T Cell 'Brakes' Lost During Human Evolution
May 2, 2006A significant difference between human and chimpanzee immune cells may provide clues in the search to understand the diverse array of human immune-related diseases. Researchers at the University of California, San Diego (UCSD) School of Medicine have uncovered a a specific type of molecule expressed on non-human primate T cells, but not human T cells. T cells are important orchestrators of the immune system.
In an NIH-funded study to be published on-line in advance of publication in Proceedings of the National Academy of Sciences the week of May 1-5, UCSD researchers report that – unlike T cells from chimpanzees, bonobos, and gorillas (the “great apes” which are human’s closest evolutionary relatives) – human T cells lack expression of certain “Siglec” molecules. Siglecs are immune-dampening proteins that bind to sialic acids, the complex sugars found on the outside of cells. Siglec molecules seem to regulate T cell activation in chimpanzees by restricting the degree of signaling from the T cell receptor, which normally triggers the response of T cells in the immune system.
“Siglecs are like ‘brakes’ that can slow down the activation of an immune cell upon stimulation,” said Ajit Varki, M.D., UCSD Professor of Medicine and Cellular and Molecular Medicine and co-director of UCSD Glycobiology Research and Training Center. “During human evolution, we seem to have shut off these brakes on our T cells, allowing them to become hyper-active.”
Human T cells respond much more robustly than chimpanzee cells do, a disparity that could be explained by the absence of human T cell Siglecs. The explanation for this human-specific evolutionary loss of Siglecs is currently unknown. The UCSD scientists speculate that this may have been due to a selective pressure by a microbe that once drove human ancestors to require a high level of T cell activation. Another possibility is that this phenotype was secondarily acquired, during the adjustment to the human-specific loss of the sialic acid Neu5Gc some three million years ago, and that the phenotype has been carried by all humans ever since.
The study raises warning flags about the stimulatory and potentially destructive potential of the absence of Siglec molecules in human T cells, compared to chimpanzees and other nonhuman primate counterparts.
This may explain some major differences in susceptibility to certain diseases between humans and great apes. One example is the lack of progression to AIDS in the great majority of chimpanzees infected with HIV virus. It could also account for the rarity of T-cell mediated liver damage, such as chronic active hepatitis, cirrhosis and cancer, following Hepatitis B or C infection in chimpanzees. In addition, several other common human T cell-mediated diseases, including bronchial asthma, rheumatoid arthritis and type 1 diabetes, have, so far, not been reported in chimpanzees or other great apes.
The study suggests that the expression of Siglecs on chimpanzee T cells in essence puts the brakes on the cells during chronic HIV infection, preventing progression to AIDS in chimpanzees. In contrast, the onset of human AIDS occurs more rapidly due to the loss of T cells, which are essentially “unprotected” by the regulatory Siglecs.
This study may also explain the severe human reactions observed in a recent clinical trial using a T cell activating anti-CD28 antibody produced by TeGenero, Inc. All six healthy volunteers who received doses at 500 times lower than what was tested in nonhuman primates became severely ill, requiring hospitalization.
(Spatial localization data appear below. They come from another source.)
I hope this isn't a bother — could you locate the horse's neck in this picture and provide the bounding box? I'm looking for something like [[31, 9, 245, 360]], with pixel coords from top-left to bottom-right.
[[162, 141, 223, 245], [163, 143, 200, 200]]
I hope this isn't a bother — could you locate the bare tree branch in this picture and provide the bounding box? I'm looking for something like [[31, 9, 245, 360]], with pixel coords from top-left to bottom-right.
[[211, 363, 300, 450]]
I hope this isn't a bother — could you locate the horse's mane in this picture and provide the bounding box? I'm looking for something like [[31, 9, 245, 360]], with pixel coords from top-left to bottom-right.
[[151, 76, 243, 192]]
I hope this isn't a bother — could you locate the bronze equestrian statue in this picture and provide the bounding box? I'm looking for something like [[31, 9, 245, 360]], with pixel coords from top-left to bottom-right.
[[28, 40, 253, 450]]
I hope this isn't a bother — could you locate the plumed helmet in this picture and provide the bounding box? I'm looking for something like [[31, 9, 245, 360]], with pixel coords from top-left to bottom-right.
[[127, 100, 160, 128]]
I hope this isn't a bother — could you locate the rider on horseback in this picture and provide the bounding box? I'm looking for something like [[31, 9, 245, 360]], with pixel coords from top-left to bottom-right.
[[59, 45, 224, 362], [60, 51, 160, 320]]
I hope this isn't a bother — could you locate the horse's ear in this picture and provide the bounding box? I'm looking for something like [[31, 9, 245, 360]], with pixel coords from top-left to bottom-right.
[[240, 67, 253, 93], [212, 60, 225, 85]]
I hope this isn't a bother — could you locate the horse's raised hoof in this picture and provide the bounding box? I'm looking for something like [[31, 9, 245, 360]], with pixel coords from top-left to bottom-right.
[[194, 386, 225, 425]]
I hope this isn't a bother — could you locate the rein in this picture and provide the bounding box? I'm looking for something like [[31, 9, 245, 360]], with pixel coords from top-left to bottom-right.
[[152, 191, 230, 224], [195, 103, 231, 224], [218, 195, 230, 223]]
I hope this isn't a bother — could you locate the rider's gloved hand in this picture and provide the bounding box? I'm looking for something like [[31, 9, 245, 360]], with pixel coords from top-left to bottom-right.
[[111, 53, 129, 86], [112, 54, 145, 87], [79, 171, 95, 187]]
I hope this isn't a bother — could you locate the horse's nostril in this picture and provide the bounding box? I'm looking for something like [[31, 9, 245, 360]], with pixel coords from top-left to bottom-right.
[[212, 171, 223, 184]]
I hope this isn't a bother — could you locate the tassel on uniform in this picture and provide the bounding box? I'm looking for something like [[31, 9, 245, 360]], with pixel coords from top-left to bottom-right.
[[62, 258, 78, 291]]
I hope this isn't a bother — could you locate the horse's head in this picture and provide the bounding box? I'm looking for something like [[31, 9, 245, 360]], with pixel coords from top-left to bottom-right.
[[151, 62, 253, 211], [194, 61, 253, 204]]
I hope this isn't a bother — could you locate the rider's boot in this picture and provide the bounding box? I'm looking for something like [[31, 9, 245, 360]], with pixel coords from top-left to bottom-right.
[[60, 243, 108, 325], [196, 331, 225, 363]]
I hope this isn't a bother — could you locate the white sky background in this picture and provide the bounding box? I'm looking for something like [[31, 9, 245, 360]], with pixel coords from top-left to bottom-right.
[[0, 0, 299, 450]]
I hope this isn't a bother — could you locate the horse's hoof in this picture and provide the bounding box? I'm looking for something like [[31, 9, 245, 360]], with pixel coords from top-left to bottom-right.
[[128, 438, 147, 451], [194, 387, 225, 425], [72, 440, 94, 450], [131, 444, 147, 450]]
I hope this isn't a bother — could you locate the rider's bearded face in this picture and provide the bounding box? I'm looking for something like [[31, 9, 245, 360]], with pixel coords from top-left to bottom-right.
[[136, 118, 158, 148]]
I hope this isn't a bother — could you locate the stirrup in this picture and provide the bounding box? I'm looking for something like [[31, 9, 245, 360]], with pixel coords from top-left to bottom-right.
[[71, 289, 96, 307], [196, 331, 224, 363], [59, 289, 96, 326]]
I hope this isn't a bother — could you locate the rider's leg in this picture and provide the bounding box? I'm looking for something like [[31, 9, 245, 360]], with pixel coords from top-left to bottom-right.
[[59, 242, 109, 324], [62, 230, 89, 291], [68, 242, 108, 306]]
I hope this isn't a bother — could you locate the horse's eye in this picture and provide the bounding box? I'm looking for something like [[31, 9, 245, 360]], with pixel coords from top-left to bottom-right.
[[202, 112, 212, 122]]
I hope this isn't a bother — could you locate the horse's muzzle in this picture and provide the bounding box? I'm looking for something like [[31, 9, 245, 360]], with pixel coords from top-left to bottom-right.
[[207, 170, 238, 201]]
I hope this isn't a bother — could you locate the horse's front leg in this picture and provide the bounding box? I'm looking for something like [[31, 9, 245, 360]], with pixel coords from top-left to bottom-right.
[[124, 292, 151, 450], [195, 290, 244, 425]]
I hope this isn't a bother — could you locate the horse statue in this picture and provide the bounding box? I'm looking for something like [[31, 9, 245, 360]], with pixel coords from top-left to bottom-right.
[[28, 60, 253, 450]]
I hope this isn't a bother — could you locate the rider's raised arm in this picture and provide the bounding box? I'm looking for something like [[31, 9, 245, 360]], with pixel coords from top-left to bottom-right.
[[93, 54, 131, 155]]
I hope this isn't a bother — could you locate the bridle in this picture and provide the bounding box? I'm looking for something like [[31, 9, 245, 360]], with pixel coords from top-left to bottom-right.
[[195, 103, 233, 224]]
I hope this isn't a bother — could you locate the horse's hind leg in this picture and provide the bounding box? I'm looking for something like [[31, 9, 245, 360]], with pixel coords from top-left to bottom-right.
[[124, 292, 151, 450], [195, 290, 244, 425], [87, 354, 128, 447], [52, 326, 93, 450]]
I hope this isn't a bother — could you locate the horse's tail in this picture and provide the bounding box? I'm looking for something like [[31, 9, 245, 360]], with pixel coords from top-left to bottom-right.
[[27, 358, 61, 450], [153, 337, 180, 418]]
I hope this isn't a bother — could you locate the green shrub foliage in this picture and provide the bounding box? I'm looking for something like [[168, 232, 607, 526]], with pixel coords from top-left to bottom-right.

“In retrospect, the absence of natural restrictions on activation, such as that provided by Siglecs, could have predicted this striking disparity between humans and nonhuman primates,” said Varki. The human volunteers could have experienced rapid activation of T cells and a resulting “cytokine storm.” The research team asked for a sample of the anti-CD28 antibody from TeGenero in order to test it on chimpanzee blood, but the company declined their request.
While this family of molecules displays a striking difference between humans and nonhuman primates, the researchers point out that there may be other undiscovered factors that also contribute to the observed differences in immune function.
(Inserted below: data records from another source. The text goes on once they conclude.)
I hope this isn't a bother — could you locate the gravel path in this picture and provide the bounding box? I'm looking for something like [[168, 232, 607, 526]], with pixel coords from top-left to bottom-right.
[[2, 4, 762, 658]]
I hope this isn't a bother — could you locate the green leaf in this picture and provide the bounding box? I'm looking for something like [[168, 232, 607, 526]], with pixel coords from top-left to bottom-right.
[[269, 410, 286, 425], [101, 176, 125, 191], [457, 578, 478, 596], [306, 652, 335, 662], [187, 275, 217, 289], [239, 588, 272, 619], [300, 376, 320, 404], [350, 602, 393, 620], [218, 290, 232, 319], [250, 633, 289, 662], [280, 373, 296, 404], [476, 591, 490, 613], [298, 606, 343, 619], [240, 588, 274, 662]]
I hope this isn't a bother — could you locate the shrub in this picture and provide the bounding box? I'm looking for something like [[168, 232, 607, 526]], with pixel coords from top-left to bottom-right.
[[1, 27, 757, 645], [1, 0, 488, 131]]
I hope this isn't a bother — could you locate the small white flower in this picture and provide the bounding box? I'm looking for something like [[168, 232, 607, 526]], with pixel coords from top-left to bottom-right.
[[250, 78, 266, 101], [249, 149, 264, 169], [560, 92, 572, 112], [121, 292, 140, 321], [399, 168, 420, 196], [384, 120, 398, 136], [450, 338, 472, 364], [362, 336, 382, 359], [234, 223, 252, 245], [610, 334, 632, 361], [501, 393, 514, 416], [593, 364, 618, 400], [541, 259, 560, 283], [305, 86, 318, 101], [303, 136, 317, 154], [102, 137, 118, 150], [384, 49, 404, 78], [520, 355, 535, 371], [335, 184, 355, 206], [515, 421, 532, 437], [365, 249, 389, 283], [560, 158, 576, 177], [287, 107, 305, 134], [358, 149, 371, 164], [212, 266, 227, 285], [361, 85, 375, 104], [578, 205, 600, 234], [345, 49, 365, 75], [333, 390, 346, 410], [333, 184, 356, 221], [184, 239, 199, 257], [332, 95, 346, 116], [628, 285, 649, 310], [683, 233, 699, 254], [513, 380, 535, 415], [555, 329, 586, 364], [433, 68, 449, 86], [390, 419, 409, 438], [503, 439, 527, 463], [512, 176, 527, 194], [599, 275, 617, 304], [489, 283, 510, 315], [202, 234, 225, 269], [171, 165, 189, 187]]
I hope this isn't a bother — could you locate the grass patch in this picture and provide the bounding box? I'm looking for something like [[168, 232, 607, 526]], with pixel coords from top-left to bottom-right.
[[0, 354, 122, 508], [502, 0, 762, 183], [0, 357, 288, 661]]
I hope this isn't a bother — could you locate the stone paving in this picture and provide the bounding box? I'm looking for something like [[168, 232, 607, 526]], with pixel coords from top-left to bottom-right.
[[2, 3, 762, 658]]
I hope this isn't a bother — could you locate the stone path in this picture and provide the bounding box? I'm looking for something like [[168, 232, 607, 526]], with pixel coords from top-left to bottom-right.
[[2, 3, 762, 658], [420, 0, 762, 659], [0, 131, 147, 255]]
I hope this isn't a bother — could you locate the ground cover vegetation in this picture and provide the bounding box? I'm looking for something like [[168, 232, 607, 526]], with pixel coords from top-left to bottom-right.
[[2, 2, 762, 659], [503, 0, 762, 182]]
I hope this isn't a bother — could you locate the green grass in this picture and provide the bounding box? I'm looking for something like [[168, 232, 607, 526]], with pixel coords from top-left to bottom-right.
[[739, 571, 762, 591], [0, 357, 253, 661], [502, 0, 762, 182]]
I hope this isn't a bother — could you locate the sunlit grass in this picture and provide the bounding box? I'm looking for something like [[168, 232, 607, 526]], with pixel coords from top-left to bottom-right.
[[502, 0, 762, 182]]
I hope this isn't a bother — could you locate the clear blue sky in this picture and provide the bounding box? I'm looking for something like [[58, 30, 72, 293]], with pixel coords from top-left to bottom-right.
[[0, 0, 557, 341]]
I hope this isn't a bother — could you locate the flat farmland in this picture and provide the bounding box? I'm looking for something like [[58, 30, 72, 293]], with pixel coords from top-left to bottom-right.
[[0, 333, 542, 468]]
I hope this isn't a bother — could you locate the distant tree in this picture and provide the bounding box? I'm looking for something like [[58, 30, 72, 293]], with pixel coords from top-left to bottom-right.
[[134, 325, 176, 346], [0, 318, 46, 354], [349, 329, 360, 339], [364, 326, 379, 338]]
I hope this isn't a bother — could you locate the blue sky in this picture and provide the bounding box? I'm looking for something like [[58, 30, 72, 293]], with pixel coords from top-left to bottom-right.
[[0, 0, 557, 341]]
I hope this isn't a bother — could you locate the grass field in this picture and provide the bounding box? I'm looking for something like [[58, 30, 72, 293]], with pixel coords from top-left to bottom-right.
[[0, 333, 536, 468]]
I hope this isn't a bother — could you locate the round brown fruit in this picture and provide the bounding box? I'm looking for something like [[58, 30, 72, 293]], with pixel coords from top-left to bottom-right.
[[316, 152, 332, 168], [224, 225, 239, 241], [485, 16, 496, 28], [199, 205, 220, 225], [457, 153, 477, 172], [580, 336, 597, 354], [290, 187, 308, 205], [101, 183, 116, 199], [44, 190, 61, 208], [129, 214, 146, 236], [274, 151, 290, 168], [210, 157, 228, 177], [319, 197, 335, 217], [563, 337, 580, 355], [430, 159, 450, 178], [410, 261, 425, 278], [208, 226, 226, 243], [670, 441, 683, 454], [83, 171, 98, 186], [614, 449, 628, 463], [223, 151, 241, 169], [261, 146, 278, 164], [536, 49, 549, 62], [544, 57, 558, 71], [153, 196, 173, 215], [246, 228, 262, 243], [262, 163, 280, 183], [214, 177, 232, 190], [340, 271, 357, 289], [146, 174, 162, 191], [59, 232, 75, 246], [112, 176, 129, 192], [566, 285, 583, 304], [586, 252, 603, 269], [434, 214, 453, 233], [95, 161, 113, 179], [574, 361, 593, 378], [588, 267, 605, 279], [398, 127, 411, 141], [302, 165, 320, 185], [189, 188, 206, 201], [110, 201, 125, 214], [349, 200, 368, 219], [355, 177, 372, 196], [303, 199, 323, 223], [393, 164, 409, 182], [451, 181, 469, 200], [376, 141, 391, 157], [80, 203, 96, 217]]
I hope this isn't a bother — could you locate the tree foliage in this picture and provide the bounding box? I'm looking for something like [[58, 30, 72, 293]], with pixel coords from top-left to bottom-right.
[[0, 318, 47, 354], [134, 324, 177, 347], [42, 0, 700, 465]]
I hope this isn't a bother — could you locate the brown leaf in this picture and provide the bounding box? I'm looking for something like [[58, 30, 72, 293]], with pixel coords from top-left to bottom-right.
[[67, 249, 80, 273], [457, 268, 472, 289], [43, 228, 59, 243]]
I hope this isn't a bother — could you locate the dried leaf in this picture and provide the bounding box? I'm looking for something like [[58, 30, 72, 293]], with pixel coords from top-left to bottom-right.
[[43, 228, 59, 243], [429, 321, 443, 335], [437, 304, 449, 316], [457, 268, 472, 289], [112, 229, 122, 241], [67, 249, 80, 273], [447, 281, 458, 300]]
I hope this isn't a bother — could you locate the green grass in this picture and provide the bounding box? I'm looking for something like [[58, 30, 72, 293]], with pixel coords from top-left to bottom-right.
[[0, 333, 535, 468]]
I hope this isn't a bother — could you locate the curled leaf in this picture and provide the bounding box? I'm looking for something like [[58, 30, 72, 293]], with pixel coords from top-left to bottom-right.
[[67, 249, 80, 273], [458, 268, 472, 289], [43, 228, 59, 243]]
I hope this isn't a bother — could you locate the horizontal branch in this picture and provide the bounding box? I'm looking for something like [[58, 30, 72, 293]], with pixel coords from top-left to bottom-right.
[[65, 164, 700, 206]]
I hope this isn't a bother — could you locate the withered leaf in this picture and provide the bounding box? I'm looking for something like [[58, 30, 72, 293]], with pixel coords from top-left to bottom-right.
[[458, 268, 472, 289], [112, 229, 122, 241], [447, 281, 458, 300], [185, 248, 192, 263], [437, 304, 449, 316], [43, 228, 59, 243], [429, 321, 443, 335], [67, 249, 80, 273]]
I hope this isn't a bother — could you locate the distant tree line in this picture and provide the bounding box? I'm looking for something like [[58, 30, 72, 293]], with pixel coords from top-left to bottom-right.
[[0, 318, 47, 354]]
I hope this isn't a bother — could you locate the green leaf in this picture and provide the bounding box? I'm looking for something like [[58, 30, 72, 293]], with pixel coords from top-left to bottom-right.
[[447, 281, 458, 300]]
As our closest evolutionary cousins, chimpanzees share more than 99% identity in typical protein sequences with humans. For that reason, the common chimpanzee has long been assumed to be an effective animal model for human diseases.
“In fact, chimpanzee diseases may be much more disparate from human diseases than previously envisioned,” said Varki.
“The good news is that the loss of this brake system is not permanent, as we still have the Siglec genes in our genomes, and do continue to express them in other blood cell types,” said Varki. “It is reasonable to hope that drugs can be found to turn the Siglec brakes back on again in human T cells, to slow the T cells down when they become hyper-active and cause disease.”
Additional contributors to the paper include Dzung H. Nguyen, Nancy Hurtado-Ziola and Pascal Gagneux, also in the UCSD Glycobiology Research and Training Center and Departments of Medicine and Cellular and Molecular Medicine.
This study was funded by grants from the National Institutes of Health, the American Heart Association and the G. Harold and Leila Y. Mathers Charitable Foundation. The researchers also wish to acknowledge the Zoological Society of San Diego, the Yerkes National Primate Research Center, Atlanta, and the Lincoln Park Zoo, Chicago for the blood samples from great apes, which were collected in the course of routine health checks.